Firmin Boubié Bazié, better known by his stage name Agozo, is a Burkinabé singer.

== Life and career ==
Bazié was born in Réo, in Sanguié Province, Burkina Faso. He is an ethnic Gurunsi.

According to Bazié, he originally received the name Agozo from his grandmother in the form of the Gurunsi (Lyélé) word "gbôzor", meaning "flat tô". Tô is a millet or sorghum porridge and a Burkinabé dish. When Bazié was a child, he didn't like heated tô, only flat tô. His college friends felt that it didn't sound good, so they added an "a" and removed the "b" to give Agozo.

Agozo first entered music in 1995 as part of the zouglou group Les Wôyô.

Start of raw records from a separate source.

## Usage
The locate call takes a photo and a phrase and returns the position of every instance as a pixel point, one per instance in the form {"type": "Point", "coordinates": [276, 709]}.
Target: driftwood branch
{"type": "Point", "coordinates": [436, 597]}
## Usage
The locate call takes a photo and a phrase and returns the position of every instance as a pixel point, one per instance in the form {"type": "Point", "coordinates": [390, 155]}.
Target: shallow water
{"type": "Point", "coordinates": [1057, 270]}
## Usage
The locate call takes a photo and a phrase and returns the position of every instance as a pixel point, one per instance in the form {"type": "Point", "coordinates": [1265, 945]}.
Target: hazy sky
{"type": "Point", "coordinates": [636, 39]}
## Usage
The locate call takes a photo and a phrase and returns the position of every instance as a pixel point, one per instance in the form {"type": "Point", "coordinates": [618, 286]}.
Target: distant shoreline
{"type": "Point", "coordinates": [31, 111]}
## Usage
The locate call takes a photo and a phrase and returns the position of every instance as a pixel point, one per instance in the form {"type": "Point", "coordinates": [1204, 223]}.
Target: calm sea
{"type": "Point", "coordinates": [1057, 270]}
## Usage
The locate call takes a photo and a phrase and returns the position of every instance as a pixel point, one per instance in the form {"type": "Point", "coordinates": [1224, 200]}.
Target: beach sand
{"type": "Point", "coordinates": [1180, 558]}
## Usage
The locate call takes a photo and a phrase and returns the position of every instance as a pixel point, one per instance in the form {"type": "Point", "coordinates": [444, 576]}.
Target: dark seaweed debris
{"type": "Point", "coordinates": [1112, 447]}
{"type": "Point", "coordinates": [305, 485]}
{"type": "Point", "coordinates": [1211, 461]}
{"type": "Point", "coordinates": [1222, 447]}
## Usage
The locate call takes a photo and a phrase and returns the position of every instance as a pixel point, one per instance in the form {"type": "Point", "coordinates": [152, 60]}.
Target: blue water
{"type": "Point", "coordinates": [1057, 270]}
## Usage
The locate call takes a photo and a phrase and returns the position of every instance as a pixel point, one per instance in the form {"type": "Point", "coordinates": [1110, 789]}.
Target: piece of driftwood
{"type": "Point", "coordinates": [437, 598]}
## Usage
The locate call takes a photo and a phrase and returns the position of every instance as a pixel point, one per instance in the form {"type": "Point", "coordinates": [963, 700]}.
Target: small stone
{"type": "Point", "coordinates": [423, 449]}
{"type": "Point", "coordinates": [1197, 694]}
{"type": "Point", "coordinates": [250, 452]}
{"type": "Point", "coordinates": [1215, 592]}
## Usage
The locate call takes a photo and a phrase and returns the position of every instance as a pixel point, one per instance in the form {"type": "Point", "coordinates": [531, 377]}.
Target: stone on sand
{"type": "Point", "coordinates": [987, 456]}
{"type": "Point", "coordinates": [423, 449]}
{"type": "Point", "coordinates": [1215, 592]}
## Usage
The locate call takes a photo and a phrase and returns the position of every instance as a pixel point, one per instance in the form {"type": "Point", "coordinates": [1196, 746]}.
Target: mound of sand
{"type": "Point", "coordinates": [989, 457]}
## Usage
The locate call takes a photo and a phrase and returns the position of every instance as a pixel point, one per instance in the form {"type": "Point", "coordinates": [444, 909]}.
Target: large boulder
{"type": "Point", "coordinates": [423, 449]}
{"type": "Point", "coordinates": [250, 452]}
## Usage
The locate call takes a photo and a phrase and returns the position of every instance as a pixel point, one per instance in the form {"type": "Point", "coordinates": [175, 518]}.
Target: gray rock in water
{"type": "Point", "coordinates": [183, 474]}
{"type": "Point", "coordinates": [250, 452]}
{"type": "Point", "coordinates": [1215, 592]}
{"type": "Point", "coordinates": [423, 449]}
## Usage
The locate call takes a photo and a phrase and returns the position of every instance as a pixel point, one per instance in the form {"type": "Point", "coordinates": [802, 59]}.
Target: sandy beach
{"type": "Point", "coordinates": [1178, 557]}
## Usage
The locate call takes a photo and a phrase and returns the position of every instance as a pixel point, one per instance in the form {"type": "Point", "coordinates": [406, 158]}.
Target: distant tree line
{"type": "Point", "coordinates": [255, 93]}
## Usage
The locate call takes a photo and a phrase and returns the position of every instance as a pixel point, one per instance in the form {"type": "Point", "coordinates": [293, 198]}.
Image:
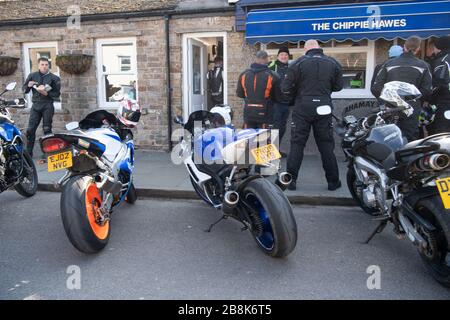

In August 2016, a music event and contest ranking the size of women's bodies, which Agozo featured in and promoted, was reported on by Western news networks such as France24, The Guardian and Reuters due to controversy surrounding it. The event was banned by the Burkina Faso Ministry of Women, National Solidarity and Family.

== Discography ==

=== Albums ===

- La Go (2015) – draws on Gurunsi binon musical tradition and coupé-décalé from Côte d'Ivoire.